Depending how you plan to use your VoIP service, you may not need to know anything about the specific protocols involved in internet-based calling. VoIP protocols are simply the methods and algorithms used during the conversion and transmission of your voice signals. Compatibility across networks is the issue here, especially when multiple users are involved (such as in conference calling).
VoIP providers choose which protocols they use based on the needs of their customers and the equipment they provide. The digital networks of the traditional telecommunications companies (as well as many aspects of the VoIP infrastructure) are based around the H.323 protocol, though the SIP protocol is expected by some to inevitably replace H.323. H.323's place in the telecommunications backbone, however, makes this anything but a sure bet.

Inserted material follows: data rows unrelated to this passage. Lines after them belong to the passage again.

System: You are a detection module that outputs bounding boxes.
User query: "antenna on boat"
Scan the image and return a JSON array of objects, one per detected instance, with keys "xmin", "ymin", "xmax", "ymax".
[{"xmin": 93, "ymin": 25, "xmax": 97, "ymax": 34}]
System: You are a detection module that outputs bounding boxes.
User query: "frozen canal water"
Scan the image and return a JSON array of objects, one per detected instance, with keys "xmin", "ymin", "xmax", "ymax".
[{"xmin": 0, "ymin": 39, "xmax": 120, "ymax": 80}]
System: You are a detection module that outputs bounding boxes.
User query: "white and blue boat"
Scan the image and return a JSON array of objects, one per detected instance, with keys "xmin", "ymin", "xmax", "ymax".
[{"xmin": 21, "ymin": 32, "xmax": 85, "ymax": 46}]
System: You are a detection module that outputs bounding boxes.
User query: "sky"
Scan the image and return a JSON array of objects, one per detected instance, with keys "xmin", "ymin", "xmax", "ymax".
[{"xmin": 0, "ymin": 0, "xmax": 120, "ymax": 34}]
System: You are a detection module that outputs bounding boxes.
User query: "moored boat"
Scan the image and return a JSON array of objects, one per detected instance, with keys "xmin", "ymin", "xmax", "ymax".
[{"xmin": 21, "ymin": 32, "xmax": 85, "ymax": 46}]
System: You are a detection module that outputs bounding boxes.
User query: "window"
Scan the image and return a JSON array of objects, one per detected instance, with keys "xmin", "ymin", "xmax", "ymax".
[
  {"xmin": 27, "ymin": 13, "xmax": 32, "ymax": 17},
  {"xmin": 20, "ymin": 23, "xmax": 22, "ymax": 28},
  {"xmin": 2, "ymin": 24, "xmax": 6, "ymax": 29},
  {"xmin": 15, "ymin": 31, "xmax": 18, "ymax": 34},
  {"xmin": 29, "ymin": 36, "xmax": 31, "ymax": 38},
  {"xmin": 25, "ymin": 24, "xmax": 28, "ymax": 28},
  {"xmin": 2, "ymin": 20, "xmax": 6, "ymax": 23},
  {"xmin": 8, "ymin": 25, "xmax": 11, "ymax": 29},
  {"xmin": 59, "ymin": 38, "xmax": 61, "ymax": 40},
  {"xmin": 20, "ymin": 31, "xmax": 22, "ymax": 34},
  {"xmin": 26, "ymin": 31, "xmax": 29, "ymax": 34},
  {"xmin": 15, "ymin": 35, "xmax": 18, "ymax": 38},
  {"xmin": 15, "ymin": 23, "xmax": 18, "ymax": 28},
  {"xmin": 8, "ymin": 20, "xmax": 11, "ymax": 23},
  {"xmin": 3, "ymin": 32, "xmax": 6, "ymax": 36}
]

Private networks, whether residential or business, use other protocols that VoIP telephony must accommodate. These protocols include PPTP (Point-to-Point Tunneling Protocol), PPPoE (Point-to-Point Protocol over Ethernet), PPPoA (Point-to-Point Protocol over ATM), UDP (User Datagram Protocol), and many others. Some VoIP phones can only be used with certain protocols--but unless you are buying a VoIP phone separately from your VoIP service, you may not need to worry about it.
VoIP protocols are mainly the concern of VoIP service providers, equipment manufacturers, and IT professionals deploying VoIP over large networks. If you will be using your VoIP service over a small business or home network, your service provider should be able to answer your protocol questions quite easily.